In the lecture's third part Herbert examined the "conservative stabilization" that took place in western Germany in the postwar period. He began by noting that the question of the appropriate social order for industrial capitalism remained open for most Germans in the early postwar years: the right-wing solution had been discredited, but it was not clear that the democratic-liberal model would succeed; there were many discussions of a "third way" and of socialism. In East Germany the SED was unable to win over the majority of the population. Moreover, socialism was based on industrialism, so that the existence of socialism in a postindustrial economy was unforeseen. In West Germany, he argued, the development of liberal democracy was facilitated by four factors: nearly continuous economic growth until the 1970s; the top-down establishment of a democratic constitutional state; Adenauer's reliance on the United States and the Western powers; and the fact that the Cold War threat to the existence of West Germany made its integration into the West appear as the only alternative. In his analysis of the late 1960s and early 1970s, Herbert stressed the disconnect between democratic political institutions and more authoritarian social practices that characterized West Germany well into the 1960s. The German student movement's attempt to link authoritarian structures to National Socialism in order to delegitimize them was in many ways successful (and distinguished Germany's experience of the student revolutions of 1968 from that of its neighbors). By 1976, the Social Democratic Party was able to speak of Germany as a "model" democracy. After some reflections on the decline of the traditional industrial economy in the wake of the economic crisis of 1973/74, Herbert concluded his lecture with the observation that it is in some ways easier to explain the rise of Nazism then the success of democracy in postwar Germany. West Germany's return into the mainstream of European development was a gradual process that was facilitated by the experience of total defeat, economic success, fear of Bolshevism, political stability, and the social welfare state.
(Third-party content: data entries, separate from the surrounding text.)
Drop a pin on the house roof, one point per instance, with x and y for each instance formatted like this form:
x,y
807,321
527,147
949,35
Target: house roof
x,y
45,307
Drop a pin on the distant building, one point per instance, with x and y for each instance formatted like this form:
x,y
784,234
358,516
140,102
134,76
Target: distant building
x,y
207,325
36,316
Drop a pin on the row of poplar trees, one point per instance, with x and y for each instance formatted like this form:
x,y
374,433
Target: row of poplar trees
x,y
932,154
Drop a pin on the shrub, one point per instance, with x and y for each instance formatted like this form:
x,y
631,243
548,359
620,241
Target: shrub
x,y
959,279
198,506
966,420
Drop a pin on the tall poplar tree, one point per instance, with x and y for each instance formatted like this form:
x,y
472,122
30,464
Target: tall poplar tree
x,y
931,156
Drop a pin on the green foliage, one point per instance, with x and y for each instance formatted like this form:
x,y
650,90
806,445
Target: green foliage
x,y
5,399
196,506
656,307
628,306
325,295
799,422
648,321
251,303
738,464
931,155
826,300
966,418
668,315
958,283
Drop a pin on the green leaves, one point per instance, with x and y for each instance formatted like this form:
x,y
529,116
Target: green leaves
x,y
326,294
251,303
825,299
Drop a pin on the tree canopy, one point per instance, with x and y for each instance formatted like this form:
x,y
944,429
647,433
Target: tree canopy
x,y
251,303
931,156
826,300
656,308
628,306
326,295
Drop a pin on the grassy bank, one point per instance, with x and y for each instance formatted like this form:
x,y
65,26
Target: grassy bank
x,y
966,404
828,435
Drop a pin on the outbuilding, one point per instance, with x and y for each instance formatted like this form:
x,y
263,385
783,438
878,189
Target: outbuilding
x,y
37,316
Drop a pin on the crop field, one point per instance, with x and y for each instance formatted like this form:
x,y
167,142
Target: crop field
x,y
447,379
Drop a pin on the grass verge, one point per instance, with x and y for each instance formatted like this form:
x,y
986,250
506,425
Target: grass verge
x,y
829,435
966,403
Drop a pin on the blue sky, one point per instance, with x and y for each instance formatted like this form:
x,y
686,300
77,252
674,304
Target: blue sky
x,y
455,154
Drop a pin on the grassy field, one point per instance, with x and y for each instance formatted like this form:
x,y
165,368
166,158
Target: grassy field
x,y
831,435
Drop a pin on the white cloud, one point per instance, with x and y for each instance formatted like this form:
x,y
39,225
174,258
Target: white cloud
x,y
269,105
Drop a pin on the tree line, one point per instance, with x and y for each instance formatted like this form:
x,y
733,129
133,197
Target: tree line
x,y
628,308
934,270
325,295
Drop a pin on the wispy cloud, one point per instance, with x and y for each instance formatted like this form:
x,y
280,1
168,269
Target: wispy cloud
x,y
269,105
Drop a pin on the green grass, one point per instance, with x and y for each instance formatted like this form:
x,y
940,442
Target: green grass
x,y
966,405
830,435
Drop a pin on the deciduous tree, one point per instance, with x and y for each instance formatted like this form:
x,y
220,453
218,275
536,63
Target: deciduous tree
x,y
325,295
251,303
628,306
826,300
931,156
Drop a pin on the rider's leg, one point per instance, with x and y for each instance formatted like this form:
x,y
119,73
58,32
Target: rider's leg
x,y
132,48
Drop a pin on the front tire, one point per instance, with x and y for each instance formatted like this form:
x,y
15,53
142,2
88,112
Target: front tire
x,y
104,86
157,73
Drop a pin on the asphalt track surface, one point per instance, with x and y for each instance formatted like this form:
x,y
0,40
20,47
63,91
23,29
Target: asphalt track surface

In his comment, Konrad Jarausch agreed that it is important to combine an historical analysis of the first and second halves of the 20th century. He also noted that he was in full agreement with Herbert's stress on the modernity of National Socialism as well as the central role of violence in the Nazi regime. Turning to his critical points, he argued that Herbert overestimated the supposed crisis of the middle classes around 1900 (Jarausch held that liberal confidence was only broken by the First World War); that the Weimar Republic should be treated as a separate point of reference without any teleology toward 1933; that we need a clearer term to define Nazi modernity (whether it be organic modernity or reactionary modernism); and that more attention must be paid to the history of the German Democratic Republic, examining its "soft stabilizers" rather than simply the support of the Soviet Union. Returning to the title of the lecture ("Land of Extremes"), Jarausch concluded by asking the question whether Germany was in fact more "extreme" than other countries. In the second half of the 20th century, he argued, Germany did find the path to the middle way, and he urged listeners to think of German history as the combination of multiple, intersecting stories rather than a single unified story.

After a brief response to Jarausch's comment from Ulrich Herbert, there was a lively question-and-answer session with the audience, which reflected the great interest in a whole range of questions concerning 20th-century German history.